There was a queue for the cashier’s window, a retired corner that Maisie had indeed never noticed.

A clutch of typists was queued ahead of Maisie, headed by Phyllida. She smiled on seeing Maisie, took a luxuriant puff of a cigarette in a pink Bakelite holder, and nudged the others.

“Pah, I told you it was just a gentlemen’s bet.” She turned back to Maisie. “We didn’t think you knew how to collect your wages.”

I’m so sorry to have disappointed you.

“Oh,” Maisie said, hoping it was enough to end the conversation.

“I suppose someone told you.”

Maisie couldn’t see how that required a response.

“Would you have asked if they hadn’t?” Phyllida asked, her expression uncomfortably shrewd.

“I’m sorry?”

“I’m not trying to be impertinent.” (Though she was succeeding admirably). “You just don’t seem the asking sort.”

A point to Miss Jenkins! But the crease between Phyllida’s brows made Maisie feel guilty.

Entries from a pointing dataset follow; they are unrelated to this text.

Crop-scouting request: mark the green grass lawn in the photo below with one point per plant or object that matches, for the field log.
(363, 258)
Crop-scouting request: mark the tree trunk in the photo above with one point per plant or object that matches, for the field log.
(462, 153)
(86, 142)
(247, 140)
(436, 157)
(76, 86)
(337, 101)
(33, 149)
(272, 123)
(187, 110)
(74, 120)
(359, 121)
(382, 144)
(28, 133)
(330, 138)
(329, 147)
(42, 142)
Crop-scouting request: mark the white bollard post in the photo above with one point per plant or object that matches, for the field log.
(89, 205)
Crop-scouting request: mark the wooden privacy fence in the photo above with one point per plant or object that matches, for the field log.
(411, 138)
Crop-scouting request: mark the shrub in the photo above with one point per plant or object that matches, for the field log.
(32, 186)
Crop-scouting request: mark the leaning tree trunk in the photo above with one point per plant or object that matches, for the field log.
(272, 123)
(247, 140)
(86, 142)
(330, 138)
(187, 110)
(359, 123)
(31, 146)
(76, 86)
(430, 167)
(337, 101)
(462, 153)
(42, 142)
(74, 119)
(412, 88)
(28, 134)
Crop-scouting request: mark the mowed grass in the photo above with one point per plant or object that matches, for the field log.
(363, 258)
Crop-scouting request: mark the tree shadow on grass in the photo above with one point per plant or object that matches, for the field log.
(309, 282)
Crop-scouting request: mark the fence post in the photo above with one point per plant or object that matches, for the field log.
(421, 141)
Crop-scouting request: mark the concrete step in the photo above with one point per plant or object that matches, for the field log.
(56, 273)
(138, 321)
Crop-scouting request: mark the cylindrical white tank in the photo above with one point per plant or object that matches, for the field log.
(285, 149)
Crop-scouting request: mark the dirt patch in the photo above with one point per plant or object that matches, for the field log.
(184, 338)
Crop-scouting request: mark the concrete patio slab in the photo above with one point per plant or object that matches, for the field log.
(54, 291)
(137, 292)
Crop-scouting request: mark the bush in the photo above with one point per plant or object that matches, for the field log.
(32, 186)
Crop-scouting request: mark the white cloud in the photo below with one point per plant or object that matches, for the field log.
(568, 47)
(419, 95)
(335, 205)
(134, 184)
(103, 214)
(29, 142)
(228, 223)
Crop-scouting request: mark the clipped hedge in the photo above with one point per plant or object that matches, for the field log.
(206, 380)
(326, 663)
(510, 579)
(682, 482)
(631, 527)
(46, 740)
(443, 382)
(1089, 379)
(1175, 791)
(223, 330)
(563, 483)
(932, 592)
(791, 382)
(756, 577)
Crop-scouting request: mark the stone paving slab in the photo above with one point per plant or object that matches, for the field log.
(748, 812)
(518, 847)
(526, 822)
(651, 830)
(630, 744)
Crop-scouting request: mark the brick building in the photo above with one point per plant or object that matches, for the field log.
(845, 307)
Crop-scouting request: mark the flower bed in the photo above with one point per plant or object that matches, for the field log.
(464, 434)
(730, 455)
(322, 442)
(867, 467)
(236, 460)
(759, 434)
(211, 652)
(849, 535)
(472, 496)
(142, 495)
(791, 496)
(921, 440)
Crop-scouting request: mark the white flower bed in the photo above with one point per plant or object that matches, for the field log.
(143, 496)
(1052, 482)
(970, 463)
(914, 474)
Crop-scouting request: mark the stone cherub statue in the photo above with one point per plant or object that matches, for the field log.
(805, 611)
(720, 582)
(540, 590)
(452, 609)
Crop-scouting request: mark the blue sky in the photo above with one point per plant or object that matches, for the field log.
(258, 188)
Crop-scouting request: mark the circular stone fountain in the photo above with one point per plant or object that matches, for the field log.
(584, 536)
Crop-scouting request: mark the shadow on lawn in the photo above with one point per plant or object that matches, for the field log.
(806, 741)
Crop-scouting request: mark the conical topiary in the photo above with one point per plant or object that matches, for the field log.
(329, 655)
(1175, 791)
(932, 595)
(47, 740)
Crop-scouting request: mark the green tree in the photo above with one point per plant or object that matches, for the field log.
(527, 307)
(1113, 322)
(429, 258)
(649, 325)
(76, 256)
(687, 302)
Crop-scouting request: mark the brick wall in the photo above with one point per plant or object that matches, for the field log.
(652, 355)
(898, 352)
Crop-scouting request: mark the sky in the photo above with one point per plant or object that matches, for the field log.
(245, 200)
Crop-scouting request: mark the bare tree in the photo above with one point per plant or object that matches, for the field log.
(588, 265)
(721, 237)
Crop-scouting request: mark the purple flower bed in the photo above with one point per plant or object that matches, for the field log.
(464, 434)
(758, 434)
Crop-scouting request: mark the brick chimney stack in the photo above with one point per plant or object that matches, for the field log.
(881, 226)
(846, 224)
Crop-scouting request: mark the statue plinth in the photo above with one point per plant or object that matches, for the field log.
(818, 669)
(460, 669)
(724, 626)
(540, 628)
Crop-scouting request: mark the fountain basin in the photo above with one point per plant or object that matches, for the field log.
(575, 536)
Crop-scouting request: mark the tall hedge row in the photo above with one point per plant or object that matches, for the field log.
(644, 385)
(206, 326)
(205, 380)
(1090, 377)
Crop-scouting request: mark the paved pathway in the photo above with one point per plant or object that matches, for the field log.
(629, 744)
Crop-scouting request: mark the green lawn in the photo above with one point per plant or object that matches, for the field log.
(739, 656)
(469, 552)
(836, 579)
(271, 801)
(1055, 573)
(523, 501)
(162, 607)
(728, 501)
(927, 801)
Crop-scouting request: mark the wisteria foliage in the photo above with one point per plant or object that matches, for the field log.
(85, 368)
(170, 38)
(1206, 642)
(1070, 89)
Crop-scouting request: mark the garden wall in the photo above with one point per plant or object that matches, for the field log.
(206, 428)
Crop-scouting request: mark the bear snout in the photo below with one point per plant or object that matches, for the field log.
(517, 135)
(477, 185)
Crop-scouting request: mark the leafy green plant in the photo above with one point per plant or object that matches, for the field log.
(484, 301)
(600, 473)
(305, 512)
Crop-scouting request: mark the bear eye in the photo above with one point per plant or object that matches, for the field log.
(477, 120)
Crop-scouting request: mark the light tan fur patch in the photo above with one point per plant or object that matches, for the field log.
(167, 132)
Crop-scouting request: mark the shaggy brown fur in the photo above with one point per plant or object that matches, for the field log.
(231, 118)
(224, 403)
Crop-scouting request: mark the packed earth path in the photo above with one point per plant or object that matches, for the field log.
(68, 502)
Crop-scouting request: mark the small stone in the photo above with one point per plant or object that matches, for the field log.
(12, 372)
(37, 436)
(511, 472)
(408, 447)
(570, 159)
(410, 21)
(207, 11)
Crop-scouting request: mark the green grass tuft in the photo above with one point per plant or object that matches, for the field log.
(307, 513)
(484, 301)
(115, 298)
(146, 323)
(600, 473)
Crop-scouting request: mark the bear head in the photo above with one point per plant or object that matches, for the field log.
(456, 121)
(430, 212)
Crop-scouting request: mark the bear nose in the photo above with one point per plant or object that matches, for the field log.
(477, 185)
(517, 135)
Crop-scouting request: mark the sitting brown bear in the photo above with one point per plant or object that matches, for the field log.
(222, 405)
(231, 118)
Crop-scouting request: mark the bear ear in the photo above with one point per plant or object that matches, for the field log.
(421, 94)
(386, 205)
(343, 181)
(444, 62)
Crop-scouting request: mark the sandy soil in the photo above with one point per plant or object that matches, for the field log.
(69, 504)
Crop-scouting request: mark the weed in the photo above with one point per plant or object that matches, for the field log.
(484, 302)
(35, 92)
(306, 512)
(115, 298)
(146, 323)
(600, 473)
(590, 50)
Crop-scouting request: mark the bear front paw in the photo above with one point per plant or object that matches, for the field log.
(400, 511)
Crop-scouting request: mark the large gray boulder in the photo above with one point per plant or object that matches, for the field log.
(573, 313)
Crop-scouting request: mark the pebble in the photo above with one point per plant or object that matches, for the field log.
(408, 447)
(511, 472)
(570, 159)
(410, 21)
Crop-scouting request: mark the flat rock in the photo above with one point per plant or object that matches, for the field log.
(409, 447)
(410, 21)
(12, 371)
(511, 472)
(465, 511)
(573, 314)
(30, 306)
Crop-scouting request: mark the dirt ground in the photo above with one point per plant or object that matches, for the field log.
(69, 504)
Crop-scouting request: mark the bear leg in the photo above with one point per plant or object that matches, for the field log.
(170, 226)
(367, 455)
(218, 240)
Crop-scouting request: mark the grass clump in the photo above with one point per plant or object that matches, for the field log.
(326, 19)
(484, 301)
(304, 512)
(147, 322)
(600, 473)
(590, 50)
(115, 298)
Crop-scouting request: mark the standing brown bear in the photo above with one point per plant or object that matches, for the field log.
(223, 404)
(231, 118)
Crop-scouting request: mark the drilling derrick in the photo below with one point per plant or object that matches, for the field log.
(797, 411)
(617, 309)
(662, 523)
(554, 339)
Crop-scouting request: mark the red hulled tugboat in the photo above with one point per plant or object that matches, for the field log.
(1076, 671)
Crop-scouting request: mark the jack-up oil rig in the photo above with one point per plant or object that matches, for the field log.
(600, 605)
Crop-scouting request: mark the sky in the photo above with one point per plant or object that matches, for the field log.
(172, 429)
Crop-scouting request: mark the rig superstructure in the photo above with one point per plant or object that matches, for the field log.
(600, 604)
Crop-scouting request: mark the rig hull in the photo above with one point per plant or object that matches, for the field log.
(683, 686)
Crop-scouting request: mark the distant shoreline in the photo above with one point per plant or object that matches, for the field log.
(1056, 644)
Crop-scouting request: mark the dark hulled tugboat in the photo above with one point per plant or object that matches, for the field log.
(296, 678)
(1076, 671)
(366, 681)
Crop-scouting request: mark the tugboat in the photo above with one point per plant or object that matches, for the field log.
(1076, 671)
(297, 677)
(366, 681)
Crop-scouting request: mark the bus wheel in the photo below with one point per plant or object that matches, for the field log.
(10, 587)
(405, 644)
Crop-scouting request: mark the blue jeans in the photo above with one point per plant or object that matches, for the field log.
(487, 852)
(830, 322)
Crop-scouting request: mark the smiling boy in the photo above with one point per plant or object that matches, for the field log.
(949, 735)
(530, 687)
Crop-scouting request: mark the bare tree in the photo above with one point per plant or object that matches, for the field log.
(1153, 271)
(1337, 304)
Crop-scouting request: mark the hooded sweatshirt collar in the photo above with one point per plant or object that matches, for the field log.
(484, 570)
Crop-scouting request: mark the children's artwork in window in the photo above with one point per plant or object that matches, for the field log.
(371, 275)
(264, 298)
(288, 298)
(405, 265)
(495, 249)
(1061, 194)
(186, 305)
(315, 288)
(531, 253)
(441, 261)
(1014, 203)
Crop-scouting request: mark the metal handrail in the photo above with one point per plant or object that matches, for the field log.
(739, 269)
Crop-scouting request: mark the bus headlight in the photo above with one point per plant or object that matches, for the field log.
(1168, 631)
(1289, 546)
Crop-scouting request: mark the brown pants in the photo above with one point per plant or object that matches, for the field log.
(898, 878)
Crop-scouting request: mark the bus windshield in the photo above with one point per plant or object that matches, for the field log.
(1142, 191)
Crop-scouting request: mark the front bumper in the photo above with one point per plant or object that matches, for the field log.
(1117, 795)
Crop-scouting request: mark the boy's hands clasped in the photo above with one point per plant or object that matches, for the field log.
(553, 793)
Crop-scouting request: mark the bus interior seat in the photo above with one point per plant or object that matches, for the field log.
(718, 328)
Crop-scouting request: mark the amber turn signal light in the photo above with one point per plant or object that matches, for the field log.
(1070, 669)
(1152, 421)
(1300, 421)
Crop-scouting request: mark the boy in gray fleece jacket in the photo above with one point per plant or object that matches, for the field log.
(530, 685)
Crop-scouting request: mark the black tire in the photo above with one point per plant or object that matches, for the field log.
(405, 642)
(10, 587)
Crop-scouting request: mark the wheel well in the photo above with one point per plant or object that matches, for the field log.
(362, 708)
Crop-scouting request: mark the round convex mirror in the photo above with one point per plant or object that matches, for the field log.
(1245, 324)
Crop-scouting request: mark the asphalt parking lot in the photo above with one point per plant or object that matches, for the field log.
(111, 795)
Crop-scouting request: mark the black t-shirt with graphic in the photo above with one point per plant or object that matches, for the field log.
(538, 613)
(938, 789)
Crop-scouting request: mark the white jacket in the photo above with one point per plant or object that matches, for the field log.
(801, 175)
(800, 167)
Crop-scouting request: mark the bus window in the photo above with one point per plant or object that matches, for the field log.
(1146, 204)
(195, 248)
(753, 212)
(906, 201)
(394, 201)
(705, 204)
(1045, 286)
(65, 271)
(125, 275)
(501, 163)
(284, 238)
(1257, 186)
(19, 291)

“I guess I don’t know what sort I am,” she told Phyllida.

That made Phyllida laugh, a deep, boisterous laugh that echoed centuries of raising tankards in the remote countryside on a rare night off. She muttered something, and Maisie realized Phyllida’s usual voice struggled to tamp down a strong Yorkshire dialect, the sort that was generally sneered at in London.

Maisie was still thinking about Phyllida’s accent when, at last, it was her turn at the barred window.

“Oh, yes. Miss Musgrave,” the cashier, Miss Mallinson, responded when Maisie gave her name. She wore round spectacles and a masculine tie and worked with brisk purpose, but gave Maisie a wide smile as she slid the brown pay packet under the bars. “Welcome to the BBC.”

Maisie half nodded and tiptoed away, not hearing the whispers and ill-suppressed giggles her trance accorded.